Je participais, jeudi dernier, à une table ronde sur le principe de la ville acoustique telle que présentée dans la Charte de Linz 2009 par le compositeur et directeur des manifestations culturelles Peter Androsch (la ville autrichienne de Linz est la capitale de la culture 2009). Monsieur Androsch avait fait tout spécialement le déplacement à Liège pour présenter un projet pour le moins original et pour plaider sa cause auprès des autorités liégeoises. J’étais invité, parmi d’autres disciplines artistiques, politiques et scientifiques, à émettre des commentaires en rapport avec ma spécialité, la musique et sa pédagogie. Voici en deux billets quelques unes de mes réflexions à ce sujet.
Peter Androsch
Il faut d’abord signaler que Linz est une ville importante d’Autriche.

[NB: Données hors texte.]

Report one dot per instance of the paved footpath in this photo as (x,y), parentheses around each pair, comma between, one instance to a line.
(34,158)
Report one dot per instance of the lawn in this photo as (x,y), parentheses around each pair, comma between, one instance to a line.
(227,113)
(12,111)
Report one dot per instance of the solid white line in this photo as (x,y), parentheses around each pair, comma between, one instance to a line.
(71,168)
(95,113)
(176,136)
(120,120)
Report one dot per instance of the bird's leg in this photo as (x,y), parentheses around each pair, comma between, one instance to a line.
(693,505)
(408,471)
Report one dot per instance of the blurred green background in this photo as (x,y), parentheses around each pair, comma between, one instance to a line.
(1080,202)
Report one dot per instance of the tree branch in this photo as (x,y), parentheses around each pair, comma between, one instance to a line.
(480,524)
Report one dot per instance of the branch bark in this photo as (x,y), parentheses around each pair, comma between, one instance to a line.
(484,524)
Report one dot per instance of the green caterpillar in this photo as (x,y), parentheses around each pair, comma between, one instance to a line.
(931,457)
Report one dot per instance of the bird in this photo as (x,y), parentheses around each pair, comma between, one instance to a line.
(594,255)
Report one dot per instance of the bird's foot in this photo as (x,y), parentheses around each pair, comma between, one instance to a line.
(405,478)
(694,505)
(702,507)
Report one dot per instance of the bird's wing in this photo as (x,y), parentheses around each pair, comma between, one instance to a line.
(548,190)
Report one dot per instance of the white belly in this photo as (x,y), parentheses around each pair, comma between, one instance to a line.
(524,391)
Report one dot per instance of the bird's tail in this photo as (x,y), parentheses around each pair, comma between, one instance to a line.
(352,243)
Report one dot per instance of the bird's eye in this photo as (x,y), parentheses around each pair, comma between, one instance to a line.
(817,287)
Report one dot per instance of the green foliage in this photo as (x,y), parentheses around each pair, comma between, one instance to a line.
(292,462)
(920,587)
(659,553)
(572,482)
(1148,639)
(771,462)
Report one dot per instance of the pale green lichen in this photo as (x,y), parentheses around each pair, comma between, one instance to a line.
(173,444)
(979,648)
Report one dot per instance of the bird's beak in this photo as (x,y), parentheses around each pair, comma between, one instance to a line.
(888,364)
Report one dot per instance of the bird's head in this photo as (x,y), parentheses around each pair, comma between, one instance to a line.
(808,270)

Située sur le Danube, elle possède une riche histoire depuis l’époque romaine. Elle fut une capitale impériale jusqu’en 1493 avant de devenir un centre industriel majeur. Pendant la Seconde guerre mondiale, Linz fut un centre important dans la production de composés chimiques et d’acier pour les machines de guerre nazies. Mais la région est aussi connue pour le complexe de camps de Mathausen-Gusen, le dernier camp de concentration Nazi à être libéré par les Alliés à peine à trente kilomètres de Linz.
Linz
Aujourd’hui encore, la ville reste industrielle et ses productions chimiques et d’acier demeurent ses spécialités. La ville elle-même est le siège d’une activité musicale et artistique très importante subventionnée par la municipalité et l’état de Haute-Autriche. On peut même affirmer que Linz cultive avec succès et ferveur une culture basée sur la tradition (bâtiments baroques, dont l’ancien Hôtel de ville), sur la modernité (construction d’un nouvel opéra qui devrait être inauguré en 2014) et sur le futurisme (mise en avant des technologies les plus pointues au Festival Ars Electronica, chaque année).
Liège
L’histoire industrielle, l’Université, les dimensions de la ville avec son fleuve, la recherche de reconversions et l’ambition d’entrer dans le XXIème siècle avec tous les atouts nécessaires pour affronter un « nouveau monde », avec un attrait tout particulier pour la culture et le tourisme, voilà autant de synergies (le mot est à la mode !) qui veulent rapprocher Linz et Liège. C’est justement dans ce cadre que le concept de ville acoustique était présenté la semaine dernière.
Mais vous vous demanderez, à juste titre, de quoi il peut bien s’agir. Explications.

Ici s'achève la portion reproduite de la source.